Essas declarações foram enviadas aos grupos de Whatsapp pelos diretores de uma escola. A comunidade LGBTI+ foi sistematicamente alvo quando crianças, que também estavam presas em casa, colocaram fotos de arco-íris em suas janelas numa tentativa de parar de se sentir sozinhas. Essa ação global altamente positiva, no entanto, chamou a atenção do jornal Yeni Akit e foi recebida com ódio. [19] Mais tarde, após receber instruções do Provincial Directorates of Education (Diretores de Instituições de Educação de Província, em tradução livre), os diretores das escolas enviaram mensagens de ódio dirigidas a indivíduos LGBTI+ em grupos de WhatsApp, que foram originalmente criados para apoiar a educação on-line durante o período de bloqueio. Mesmo diante da pandemia do Covid-19, que é uma condição médica e social que afeta toda a humanidade - o ódio contra a comunidade LGBTI+ está longe de diminuir. Enquanto os indivíduos chamavam para ficar em casa com as hashtags #StayHome e o governo impunha ordens de confinamento para determinadas faixas etárias, também testemunhamos o surgimento do "YallahHollandaya" ("Vá para a Holanda") [20], um campanha de insulto homofóbico nas mídias sociais. Mais tarde, isso foi seguido por #netflixadamol e #adamolnetflix ("#net Be a Man! Ou #behave netflix!) [21], ambas campanhas motivadas pelo ódio iniciadas após a sugestão de que um dos personagens da série turca original da Netflix", Love101, seria gay. Comentando esta campanha, Ebubekir Şahin, presidente do Conselho Supremo de Rádio e Televisão da Turquia (RTÜK), declarou: “Nós os avisamos e vamos ficar de olho neles. Os limites são claros. Estamos determinados a não fornecer um passe livre para a imoralidade ” e destacamos a comunidade LGBTI+ como alvo. [22]

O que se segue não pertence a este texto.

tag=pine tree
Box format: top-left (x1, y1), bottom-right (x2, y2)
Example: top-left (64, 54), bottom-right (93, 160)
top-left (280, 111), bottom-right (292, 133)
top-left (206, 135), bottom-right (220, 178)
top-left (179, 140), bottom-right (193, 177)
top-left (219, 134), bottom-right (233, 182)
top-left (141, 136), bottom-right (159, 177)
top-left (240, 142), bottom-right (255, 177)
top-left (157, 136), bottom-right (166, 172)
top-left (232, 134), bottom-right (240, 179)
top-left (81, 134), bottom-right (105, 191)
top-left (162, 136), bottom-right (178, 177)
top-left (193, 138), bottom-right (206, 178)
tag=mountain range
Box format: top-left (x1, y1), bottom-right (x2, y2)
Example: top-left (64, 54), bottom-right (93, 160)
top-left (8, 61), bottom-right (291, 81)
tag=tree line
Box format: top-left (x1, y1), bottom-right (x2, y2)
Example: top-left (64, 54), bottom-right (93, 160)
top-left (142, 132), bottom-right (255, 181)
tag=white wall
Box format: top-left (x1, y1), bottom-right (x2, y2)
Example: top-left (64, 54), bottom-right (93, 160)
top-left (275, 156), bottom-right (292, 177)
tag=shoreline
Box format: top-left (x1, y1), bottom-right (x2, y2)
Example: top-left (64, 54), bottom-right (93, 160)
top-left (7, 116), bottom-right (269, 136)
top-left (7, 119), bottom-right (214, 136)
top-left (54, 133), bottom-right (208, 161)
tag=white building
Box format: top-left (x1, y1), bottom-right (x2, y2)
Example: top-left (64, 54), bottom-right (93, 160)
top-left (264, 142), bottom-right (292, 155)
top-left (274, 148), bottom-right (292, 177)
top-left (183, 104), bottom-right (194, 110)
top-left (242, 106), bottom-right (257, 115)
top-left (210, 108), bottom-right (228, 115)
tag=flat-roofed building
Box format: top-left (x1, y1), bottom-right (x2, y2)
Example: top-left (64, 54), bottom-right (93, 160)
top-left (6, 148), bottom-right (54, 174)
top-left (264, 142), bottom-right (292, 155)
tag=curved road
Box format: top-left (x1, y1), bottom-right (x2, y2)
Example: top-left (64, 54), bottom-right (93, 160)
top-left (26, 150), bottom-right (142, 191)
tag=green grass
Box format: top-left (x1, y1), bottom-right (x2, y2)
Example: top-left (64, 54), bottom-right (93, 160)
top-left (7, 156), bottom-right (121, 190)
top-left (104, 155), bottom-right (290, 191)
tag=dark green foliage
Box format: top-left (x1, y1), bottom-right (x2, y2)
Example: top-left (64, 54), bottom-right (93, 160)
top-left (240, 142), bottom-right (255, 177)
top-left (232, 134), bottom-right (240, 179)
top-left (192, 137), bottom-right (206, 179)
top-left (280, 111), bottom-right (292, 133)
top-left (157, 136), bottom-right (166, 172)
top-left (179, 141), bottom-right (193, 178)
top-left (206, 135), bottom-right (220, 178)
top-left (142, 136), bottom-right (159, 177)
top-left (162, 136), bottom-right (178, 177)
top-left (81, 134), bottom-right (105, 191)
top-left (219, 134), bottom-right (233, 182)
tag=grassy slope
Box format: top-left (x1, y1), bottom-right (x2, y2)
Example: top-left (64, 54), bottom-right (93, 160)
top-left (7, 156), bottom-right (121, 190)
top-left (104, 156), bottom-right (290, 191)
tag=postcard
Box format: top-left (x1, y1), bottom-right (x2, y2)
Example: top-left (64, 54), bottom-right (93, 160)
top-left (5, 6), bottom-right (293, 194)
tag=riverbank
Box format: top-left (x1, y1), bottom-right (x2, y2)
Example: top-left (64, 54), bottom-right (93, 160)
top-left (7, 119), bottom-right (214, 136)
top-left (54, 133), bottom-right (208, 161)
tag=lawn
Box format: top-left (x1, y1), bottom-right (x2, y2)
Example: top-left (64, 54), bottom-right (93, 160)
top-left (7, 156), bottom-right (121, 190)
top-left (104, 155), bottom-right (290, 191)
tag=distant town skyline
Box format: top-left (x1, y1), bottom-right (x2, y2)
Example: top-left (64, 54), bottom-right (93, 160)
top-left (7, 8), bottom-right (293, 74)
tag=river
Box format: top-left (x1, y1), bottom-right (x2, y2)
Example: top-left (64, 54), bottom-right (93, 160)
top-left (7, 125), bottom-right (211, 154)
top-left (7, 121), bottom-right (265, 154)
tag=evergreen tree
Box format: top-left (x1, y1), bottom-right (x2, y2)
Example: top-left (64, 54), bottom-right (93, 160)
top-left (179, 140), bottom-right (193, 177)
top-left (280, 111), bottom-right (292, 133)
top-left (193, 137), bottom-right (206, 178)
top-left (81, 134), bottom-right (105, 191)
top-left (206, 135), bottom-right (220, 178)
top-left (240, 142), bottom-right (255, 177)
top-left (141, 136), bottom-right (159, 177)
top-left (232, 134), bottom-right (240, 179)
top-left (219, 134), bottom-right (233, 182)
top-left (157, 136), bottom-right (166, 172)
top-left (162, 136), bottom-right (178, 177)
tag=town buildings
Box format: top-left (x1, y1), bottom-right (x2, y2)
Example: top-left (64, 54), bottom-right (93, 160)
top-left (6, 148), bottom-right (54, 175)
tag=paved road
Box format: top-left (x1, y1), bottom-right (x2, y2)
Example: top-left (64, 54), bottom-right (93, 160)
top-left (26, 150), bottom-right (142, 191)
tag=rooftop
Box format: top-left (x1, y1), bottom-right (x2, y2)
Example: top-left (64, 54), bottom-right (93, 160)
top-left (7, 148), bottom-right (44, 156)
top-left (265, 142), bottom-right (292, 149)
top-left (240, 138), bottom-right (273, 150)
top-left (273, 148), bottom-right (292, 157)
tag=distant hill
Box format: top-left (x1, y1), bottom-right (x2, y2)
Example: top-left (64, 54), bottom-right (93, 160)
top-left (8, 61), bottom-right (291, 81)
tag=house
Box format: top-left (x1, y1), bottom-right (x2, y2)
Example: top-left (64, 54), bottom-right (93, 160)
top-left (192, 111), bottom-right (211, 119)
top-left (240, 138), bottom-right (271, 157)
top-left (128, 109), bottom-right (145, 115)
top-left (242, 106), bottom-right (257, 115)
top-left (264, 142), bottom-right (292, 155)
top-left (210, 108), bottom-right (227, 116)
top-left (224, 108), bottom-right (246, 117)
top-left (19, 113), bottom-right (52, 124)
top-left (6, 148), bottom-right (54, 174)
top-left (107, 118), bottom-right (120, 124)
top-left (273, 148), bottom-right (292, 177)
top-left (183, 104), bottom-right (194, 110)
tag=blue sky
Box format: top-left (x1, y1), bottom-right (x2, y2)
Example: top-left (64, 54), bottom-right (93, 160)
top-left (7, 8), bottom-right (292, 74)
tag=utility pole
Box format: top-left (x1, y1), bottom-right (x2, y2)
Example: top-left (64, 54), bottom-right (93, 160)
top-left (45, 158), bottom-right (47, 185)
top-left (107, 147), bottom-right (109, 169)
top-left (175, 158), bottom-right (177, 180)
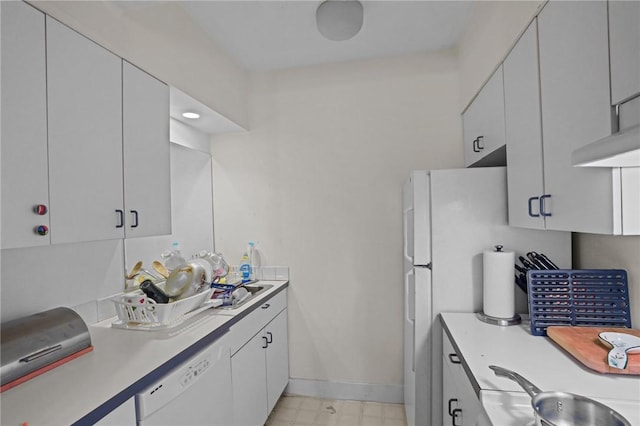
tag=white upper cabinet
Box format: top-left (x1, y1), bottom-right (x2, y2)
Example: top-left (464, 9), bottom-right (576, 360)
top-left (503, 19), bottom-right (547, 229)
top-left (47, 17), bottom-right (124, 243)
top-left (536, 1), bottom-right (621, 234)
top-left (609, 0), bottom-right (640, 105)
top-left (462, 66), bottom-right (505, 167)
top-left (0, 1), bottom-right (50, 248)
top-left (122, 61), bottom-right (171, 238)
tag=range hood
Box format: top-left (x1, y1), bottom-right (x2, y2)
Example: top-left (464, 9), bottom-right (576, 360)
top-left (571, 124), bottom-right (640, 167)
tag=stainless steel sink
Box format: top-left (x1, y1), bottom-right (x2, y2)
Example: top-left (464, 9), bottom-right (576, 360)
top-left (219, 282), bottom-right (273, 309)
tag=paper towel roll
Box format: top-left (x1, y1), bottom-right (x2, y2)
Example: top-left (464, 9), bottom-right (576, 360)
top-left (482, 246), bottom-right (515, 319)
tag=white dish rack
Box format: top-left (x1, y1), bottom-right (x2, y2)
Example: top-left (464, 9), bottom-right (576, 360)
top-left (111, 289), bottom-right (222, 330)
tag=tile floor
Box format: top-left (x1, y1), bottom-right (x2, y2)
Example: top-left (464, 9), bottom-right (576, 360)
top-left (265, 395), bottom-right (407, 426)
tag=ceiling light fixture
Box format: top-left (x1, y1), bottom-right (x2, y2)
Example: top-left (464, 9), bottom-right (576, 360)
top-left (182, 111), bottom-right (200, 120)
top-left (316, 0), bottom-right (364, 41)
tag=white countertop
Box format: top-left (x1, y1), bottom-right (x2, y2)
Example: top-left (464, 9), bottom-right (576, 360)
top-left (442, 313), bottom-right (640, 426)
top-left (0, 281), bottom-right (288, 426)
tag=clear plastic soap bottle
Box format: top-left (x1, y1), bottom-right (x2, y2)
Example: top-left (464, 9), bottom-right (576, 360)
top-left (240, 241), bottom-right (254, 283)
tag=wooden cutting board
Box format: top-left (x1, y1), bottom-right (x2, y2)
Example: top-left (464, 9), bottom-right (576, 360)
top-left (547, 326), bottom-right (640, 375)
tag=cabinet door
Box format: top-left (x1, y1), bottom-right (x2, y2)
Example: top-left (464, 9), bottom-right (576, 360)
top-left (538, 1), bottom-right (620, 234)
top-left (503, 19), bottom-right (544, 229)
top-left (46, 17), bottom-right (124, 243)
top-left (231, 332), bottom-right (268, 426)
top-left (265, 309), bottom-right (289, 413)
top-left (609, 0), bottom-right (640, 105)
top-left (0, 1), bottom-right (50, 248)
top-left (442, 357), bottom-right (462, 425)
top-left (122, 61), bottom-right (171, 238)
top-left (462, 66), bottom-right (505, 167)
top-left (442, 333), bottom-right (483, 426)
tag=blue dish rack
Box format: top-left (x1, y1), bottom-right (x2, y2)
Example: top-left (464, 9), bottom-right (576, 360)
top-left (527, 269), bottom-right (631, 336)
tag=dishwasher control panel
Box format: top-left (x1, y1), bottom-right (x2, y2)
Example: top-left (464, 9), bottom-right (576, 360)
top-left (136, 337), bottom-right (229, 421)
top-left (180, 354), bottom-right (212, 388)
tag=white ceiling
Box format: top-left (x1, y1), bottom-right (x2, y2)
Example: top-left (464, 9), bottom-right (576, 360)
top-left (180, 0), bottom-right (473, 71)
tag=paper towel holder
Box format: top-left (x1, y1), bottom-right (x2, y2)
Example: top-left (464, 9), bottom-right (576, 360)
top-left (476, 312), bottom-right (522, 327)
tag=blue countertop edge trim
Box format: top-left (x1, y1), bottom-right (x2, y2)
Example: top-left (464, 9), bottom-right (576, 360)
top-left (72, 281), bottom-right (289, 426)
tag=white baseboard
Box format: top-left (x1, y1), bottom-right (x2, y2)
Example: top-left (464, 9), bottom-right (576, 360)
top-left (284, 378), bottom-right (404, 404)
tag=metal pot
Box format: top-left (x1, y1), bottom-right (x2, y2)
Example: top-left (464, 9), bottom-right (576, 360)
top-left (489, 365), bottom-right (631, 426)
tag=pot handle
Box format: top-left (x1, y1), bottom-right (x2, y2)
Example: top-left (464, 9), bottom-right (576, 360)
top-left (489, 365), bottom-right (542, 398)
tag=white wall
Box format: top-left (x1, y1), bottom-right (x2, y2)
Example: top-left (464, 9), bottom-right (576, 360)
top-left (458, 0), bottom-right (545, 110)
top-left (212, 52), bottom-right (463, 396)
top-left (29, 0), bottom-right (248, 127)
top-left (458, 1), bottom-right (640, 328)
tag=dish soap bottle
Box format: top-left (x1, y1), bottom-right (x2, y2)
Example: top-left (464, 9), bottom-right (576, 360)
top-left (240, 242), bottom-right (253, 283)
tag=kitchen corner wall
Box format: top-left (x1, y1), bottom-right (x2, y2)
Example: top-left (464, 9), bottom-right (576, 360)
top-left (458, 1), bottom-right (640, 328)
top-left (212, 52), bottom-right (463, 396)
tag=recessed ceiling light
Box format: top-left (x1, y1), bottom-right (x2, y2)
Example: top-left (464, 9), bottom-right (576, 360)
top-left (316, 0), bottom-right (364, 41)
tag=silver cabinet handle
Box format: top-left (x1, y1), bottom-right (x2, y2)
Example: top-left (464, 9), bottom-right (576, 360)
top-left (529, 197), bottom-right (540, 217)
top-left (116, 209), bottom-right (124, 228)
top-left (540, 194), bottom-right (551, 217)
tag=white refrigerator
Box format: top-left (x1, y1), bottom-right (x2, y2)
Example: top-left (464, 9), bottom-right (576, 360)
top-left (403, 167), bottom-right (571, 426)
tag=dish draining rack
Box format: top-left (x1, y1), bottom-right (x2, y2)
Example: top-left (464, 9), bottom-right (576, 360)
top-left (111, 288), bottom-right (216, 330)
top-left (527, 269), bottom-right (631, 336)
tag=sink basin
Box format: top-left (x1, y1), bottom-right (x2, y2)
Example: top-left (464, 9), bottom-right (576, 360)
top-left (219, 282), bottom-right (273, 309)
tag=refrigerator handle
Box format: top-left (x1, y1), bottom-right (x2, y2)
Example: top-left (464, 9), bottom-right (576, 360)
top-left (404, 269), bottom-right (416, 372)
top-left (402, 209), bottom-right (413, 263)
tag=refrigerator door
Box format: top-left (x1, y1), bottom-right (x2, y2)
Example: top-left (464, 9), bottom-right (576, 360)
top-left (403, 171), bottom-right (431, 266)
top-left (404, 267), bottom-right (431, 425)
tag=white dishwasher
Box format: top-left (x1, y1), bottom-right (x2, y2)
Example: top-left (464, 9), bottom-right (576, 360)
top-left (136, 336), bottom-right (233, 426)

Todas essas campanhas discriminatórias resumidas acima indicam claramente que os indivíduos LGBTI+ se tornaram mais uma vez alvos do ódio e frente a pandemia em curso, talvez até mais. Quando se trata de ódio e mobilização do ódio contra a comunidade LGBTI+, a suposição de que a pandemia de Covid-19 prevaleceu sobre todos os outros itens da agenda simplesmente perdeu sua validade. Particularmente, mensagens postadas em grupos do Whatsapp e discursos de ódio nas mídias sociais contribuíram para um maior isolamento de indivíduos LGBTI +, que já estão presos em lares potencialmente inseguros, e abre precedentes para possíveis tentativas de linchamento.

  1. Conclusão

Embora os pedidos de autoisolamento e bloqueio sejam necessários e razoáveis, eles têm o potencial de criar novos problemas para indivíduos LGBTI+. Ao adaptar medidas contra a disseminação do Covid-19, é imperativo atender às necessidades de indivíduos LGBTI + que já estavam enfrentando sérios desafios no acesso a direitos. Prevenir o avanço dos abusos aos direitos é igualmente crítico e importante. No entanto, nem o governo nem os ministérios relevantes desenvolveram um plano a esse respeito. Pressionada pela discriminação e pela pandemia do Covid-19, a comunidade LGBTI+ está lutando para sobreviver diante da marginalização, estigmatização e violência. Embora sejam importantes as redes de solidariedade e eventos on-line organizados pelos coletivos LGBTI +, a falta de medidas significativas que deveriam estar sendo tomadas pelas instituições estatais relevantes e o fato dessas mesmas instituições serem, muitas vezes, autores dessas violações, indica claramente que "nem todo mundo está realmente no mesmo barco".